1 packet
Light Cooking Cream
(Contains: Milk)
1 packet
Green Beans
330 g
Chicken Thigh
1 packet
Sliced Mushrooms
2
Potato
1 sachet
Herb & Mushroom Seasoning
(Contains: Gluten, Soy, Wheat)
• Boil the kettle. Peel potato and cut into large chunks. Trim green beans. • Half-fill a large saucepan with boiling water, then add a generous pinch of salt. • Cook potato in the boiling water, over high heat, 6 minutes. Place a colander or steamer basket on top and add green beans. • Cover and steam until beans are tender, and potatoes are easily pierced with a fork, for another 7-8 minutes. Transfer beans to a bowl. Season and cover to keep warm.
• Drain potatoes and return to saucepan. Add the milk, butter and season generously with salt. Mash until smooth and cover with a lid to keep warm. • In a medium bowl, combine chicken thigh, herb & mushroom seasoning and a drizzle of olive oil.
• In a large frying pan, heat a drizzle of olive oil over medium-high heat. • Cook chicken thigh, turning occasionally, until browned and cooked through, 10-14 minutes. Transfer to a plate and cover to keep warm. • Wipe out frying pan and return to medium-high heat with a drizzle of olive oil.

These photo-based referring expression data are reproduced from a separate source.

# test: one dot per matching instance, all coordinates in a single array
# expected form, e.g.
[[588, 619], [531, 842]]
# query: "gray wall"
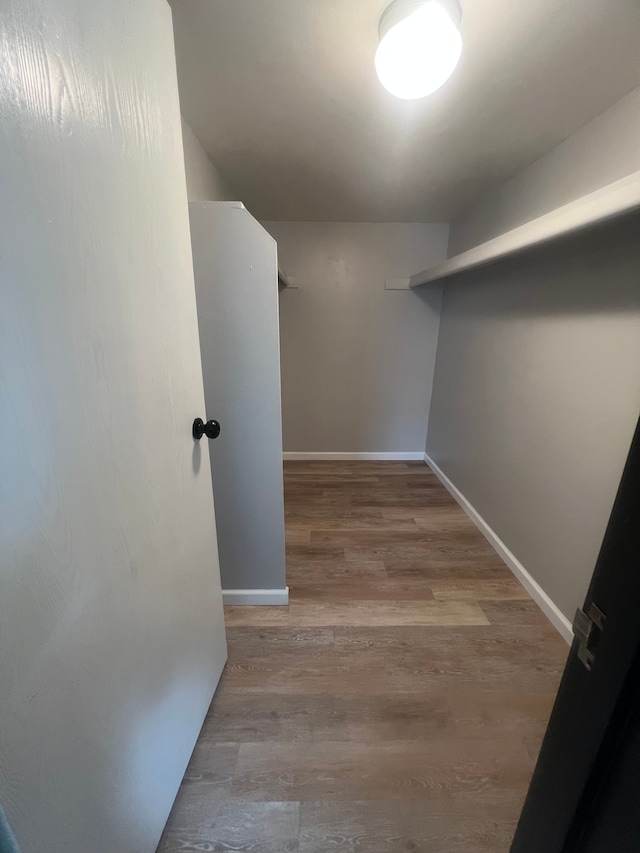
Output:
[[606, 149], [357, 360], [236, 273], [537, 381], [204, 182]]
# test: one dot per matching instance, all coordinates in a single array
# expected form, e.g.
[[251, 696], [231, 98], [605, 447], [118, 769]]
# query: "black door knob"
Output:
[[211, 429]]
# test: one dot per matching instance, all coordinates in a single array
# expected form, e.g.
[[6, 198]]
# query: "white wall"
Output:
[[604, 150], [357, 360], [537, 381], [204, 182]]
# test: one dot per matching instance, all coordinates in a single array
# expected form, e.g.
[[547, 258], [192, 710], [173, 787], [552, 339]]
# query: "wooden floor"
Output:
[[397, 704]]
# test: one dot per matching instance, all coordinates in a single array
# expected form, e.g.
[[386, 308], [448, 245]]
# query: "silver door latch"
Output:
[[587, 628]]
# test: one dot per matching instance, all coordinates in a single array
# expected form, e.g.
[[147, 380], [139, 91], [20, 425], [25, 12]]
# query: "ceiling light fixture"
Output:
[[420, 45]]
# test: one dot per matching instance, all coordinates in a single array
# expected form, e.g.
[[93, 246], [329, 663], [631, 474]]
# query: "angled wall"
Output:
[[537, 380]]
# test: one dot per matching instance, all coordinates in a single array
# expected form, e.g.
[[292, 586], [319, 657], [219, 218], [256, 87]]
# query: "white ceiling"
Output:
[[284, 97]]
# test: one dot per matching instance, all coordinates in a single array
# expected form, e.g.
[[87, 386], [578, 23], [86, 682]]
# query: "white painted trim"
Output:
[[400, 456], [255, 596], [548, 607], [609, 202]]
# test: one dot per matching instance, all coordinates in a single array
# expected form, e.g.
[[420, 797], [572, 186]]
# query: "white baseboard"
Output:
[[255, 596], [399, 456], [548, 607]]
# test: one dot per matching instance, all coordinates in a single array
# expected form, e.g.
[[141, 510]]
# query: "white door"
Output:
[[111, 627]]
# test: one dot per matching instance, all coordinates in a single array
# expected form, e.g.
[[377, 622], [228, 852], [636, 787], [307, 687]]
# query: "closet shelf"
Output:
[[614, 200]]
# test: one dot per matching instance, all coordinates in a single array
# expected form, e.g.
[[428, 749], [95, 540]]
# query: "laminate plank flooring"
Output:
[[397, 704]]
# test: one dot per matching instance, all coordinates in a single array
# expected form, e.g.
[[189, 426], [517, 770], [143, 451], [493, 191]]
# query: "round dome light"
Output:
[[420, 45]]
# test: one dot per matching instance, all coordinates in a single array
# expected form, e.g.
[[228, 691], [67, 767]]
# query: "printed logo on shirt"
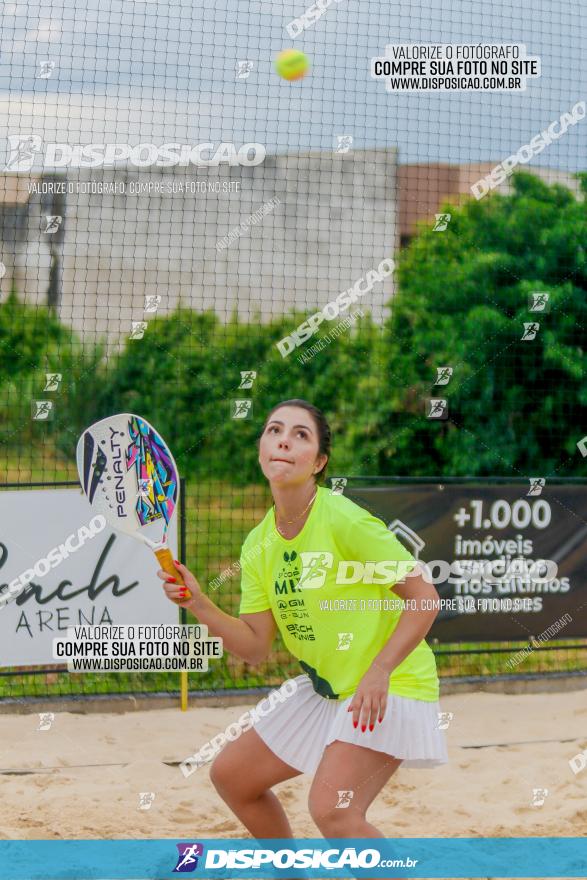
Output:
[[289, 574], [314, 568]]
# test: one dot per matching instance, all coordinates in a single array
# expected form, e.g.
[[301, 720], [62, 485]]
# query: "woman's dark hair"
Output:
[[323, 428]]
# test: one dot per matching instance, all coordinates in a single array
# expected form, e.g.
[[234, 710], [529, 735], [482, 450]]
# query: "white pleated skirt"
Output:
[[299, 729]]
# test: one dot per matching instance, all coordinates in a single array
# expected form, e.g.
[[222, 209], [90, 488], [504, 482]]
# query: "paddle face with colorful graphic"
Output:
[[129, 476]]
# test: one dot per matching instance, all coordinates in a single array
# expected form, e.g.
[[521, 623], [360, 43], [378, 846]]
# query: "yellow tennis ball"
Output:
[[292, 64]]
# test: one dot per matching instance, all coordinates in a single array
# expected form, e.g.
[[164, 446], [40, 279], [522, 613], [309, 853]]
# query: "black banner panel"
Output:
[[509, 559]]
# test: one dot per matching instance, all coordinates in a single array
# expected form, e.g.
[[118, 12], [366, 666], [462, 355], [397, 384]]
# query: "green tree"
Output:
[[515, 407]]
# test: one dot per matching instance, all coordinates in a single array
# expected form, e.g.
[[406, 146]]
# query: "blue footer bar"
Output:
[[415, 857]]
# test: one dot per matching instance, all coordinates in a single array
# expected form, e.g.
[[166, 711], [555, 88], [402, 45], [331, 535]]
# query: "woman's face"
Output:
[[288, 451]]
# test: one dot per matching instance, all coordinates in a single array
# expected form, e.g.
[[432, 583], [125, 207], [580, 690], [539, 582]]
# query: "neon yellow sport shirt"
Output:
[[324, 596]]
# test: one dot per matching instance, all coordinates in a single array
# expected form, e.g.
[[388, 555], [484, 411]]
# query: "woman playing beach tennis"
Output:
[[321, 569]]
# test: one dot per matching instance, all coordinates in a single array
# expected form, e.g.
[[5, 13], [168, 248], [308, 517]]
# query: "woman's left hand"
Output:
[[370, 700]]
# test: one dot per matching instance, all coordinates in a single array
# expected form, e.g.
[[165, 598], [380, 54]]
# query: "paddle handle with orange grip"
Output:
[[165, 558]]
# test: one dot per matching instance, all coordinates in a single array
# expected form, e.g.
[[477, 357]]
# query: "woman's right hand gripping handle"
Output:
[[177, 592], [249, 636]]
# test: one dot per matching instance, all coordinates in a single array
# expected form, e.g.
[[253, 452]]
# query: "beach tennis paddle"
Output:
[[129, 476]]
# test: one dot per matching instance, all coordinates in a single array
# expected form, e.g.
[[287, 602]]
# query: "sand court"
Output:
[[87, 776]]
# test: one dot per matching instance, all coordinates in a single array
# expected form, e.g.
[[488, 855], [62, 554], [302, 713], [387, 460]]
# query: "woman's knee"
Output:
[[330, 812], [223, 775]]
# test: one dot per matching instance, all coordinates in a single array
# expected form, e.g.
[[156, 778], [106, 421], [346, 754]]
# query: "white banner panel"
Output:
[[111, 579]]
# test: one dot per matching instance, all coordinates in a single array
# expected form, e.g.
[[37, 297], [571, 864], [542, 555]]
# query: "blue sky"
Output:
[[164, 71]]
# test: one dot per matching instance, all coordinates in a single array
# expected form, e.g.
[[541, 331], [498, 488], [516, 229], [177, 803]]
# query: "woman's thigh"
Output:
[[247, 767], [355, 770]]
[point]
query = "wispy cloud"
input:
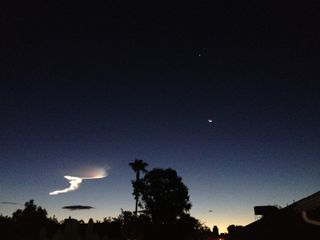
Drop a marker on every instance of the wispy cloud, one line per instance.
(77, 207)
(9, 203)
(76, 181)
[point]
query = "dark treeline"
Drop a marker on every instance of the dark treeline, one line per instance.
(161, 212)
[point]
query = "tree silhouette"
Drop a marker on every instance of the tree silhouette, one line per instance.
(164, 196)
(30, 220)
(137, 166)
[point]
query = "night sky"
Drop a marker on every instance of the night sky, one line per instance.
(103, 84)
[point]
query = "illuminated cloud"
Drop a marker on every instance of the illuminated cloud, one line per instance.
(9, 203)
(77, 207)
(76, 181)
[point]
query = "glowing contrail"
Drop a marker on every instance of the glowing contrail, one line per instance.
(76, 181)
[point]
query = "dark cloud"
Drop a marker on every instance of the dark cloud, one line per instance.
(9, 203)
(77, 207)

Cook mushrooms, until browned and softened, 6-8 minutes. • Stir in light cooking cream, the cracked black pepper, a splash of water and any chicken resting juices, until slightly thickened, 1-2 minutes. Season with salt.
• Divide mash and steamed green beans between plates. Top mash with chicken and spoon over creamy mushroom sauce. • FANCIFY ME: Slice lemon into wedges. Sprinkle over Parmesan cheese and tear over parsley. Squeeze over some lemon juice and serve with remaining wedges. Enjoy!